C’était un autre temps, les habitudes et les valeurs étaient très différentes mais l’engagement et le dévouement de ces jeunes filles restent un sujet d’étonnement. A peine sorties de l’adolescence, elles consacraient une grande part de leurs loisirs à encadrer des gamins turbulents et souvent mal embouchés. Moi, j’avais le béguin pour Kaa. Ce n’était pas la plus douce ni la plus dévouée, mais c’était et de loin la plus belle. La grâce de son visage et la couleur ambrée de sa peau me fascinaient.

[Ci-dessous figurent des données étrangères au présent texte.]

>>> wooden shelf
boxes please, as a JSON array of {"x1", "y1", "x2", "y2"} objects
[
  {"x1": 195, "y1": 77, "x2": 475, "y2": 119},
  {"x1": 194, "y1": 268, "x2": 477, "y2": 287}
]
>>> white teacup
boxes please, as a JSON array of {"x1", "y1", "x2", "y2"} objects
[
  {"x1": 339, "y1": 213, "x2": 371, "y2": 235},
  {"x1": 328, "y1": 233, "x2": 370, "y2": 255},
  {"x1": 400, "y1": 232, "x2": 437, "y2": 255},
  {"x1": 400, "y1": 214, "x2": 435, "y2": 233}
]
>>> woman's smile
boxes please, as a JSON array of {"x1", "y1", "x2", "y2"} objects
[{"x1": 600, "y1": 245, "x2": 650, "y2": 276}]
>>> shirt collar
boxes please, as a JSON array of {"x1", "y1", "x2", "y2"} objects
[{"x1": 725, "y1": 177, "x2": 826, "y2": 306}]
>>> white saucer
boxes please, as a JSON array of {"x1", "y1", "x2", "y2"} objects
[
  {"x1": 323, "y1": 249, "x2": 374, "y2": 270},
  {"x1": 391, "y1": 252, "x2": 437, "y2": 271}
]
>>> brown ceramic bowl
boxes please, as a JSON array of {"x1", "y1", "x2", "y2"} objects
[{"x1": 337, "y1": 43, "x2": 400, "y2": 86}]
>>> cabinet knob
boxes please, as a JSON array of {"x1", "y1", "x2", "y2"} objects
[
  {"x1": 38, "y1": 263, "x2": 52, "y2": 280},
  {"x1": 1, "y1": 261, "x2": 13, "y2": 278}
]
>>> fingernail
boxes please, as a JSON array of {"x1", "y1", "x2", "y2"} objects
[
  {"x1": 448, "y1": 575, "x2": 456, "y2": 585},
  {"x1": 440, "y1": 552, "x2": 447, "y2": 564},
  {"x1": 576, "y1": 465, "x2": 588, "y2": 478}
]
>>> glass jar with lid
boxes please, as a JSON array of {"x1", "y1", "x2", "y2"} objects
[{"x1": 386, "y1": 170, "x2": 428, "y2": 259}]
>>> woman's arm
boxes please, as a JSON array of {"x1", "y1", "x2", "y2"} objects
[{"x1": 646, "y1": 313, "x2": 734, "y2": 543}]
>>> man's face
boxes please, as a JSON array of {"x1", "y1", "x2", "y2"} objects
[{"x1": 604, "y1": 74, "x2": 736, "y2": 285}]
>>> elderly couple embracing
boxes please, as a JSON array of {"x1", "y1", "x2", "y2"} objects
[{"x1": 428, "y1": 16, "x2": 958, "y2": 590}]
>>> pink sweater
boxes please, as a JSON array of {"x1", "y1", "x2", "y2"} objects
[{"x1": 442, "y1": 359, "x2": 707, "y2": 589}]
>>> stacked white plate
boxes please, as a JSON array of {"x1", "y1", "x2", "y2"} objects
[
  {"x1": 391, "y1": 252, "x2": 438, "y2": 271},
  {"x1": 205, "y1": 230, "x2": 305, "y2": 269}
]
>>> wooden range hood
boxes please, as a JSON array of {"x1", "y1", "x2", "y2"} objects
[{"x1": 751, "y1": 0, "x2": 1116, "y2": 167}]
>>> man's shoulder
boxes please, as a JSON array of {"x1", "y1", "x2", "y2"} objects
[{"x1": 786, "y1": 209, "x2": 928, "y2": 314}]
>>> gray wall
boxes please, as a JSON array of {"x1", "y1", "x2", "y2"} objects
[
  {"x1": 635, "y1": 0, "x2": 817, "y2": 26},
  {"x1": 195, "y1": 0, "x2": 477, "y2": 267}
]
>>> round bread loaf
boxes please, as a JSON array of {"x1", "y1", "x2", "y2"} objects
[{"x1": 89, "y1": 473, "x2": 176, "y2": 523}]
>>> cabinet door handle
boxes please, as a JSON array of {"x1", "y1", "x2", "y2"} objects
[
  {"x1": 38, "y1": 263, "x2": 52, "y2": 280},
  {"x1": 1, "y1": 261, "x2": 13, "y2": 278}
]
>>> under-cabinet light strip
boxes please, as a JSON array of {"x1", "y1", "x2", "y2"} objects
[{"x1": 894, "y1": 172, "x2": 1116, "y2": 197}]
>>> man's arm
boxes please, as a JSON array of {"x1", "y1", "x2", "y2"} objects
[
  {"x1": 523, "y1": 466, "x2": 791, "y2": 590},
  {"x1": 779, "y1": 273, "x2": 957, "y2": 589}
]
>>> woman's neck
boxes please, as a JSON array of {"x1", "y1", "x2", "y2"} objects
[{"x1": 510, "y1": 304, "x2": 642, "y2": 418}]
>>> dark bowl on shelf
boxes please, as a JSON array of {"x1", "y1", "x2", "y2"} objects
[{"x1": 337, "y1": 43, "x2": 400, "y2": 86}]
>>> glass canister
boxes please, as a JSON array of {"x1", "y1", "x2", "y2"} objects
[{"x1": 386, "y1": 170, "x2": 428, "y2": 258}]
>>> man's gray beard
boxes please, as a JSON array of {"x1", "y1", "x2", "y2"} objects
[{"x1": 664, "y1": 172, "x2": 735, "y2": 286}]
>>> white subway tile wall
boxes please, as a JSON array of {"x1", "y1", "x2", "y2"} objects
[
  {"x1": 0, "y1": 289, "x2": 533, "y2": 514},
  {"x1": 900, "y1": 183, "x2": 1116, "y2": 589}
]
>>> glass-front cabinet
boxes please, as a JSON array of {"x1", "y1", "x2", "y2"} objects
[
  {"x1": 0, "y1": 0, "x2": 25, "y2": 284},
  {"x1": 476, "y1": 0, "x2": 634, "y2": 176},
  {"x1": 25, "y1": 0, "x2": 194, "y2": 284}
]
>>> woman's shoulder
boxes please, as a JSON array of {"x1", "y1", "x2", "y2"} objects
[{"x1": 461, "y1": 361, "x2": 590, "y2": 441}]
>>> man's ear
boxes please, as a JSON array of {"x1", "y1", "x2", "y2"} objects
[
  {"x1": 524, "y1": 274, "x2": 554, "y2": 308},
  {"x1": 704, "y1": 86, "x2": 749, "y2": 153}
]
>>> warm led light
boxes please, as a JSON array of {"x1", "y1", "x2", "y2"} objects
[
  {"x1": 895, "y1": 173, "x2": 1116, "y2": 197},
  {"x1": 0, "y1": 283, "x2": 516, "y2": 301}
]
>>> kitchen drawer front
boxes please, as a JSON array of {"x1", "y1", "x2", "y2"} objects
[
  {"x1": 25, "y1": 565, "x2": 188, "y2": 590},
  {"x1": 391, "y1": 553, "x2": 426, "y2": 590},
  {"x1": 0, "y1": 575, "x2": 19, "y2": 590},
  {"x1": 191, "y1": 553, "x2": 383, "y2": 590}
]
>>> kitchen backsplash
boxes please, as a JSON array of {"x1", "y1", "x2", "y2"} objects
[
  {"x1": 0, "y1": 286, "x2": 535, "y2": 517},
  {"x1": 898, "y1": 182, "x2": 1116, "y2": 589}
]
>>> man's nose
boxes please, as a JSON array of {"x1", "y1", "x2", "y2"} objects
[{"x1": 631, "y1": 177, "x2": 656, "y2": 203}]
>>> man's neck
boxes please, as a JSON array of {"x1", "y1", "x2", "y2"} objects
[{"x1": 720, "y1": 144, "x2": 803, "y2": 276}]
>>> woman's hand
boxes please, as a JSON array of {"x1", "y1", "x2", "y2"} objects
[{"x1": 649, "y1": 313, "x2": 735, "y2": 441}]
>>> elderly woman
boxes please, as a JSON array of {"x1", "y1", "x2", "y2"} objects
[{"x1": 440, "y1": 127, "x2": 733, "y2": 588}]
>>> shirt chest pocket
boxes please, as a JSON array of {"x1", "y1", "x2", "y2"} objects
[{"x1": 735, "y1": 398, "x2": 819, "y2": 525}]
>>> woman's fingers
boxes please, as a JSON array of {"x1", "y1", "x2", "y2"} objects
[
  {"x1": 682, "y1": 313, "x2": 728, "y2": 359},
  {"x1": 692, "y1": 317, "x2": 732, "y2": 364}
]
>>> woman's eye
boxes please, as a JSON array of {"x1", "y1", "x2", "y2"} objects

Quelques semaines plus tard ce même été, toute ma famille était en résidence à Lasalle toujours dans les Cévennes. Ce dimanche là c’était la fête du village. Il y avait toute une foule sur la place devant les deux grandes colonnes austères du temple. Libre et solitaire, je déambulais entre les étals de confiserie et les stands de tir. Mon cœur s’accéléra d’un coup : là, au milieu de tout un groupe elle était là, encore plus belle dans sa jolie robe, sa peau encore plus bronzée. Kaa ! Toute mon après-midi fut alors dédiée à de savantes tactiques de rapprochement. De loin, je l’observais et tentait de me mettre en évidence. Osant de plus en plus je me rapprochais jusqu’à être très proche d’elle. Jamais son regard ne rencontra le mien. Ces circonstances là sont souvent celles ou l’on a le plus de courage, J’allais devoir l’interpeller. Bien que tremblant, j’étais prêt. Au moment ou je me lançais, elle tourna le dos et s’éloigna dans la trop longue rue pour s’y perdre entourée de toute sa compagnie.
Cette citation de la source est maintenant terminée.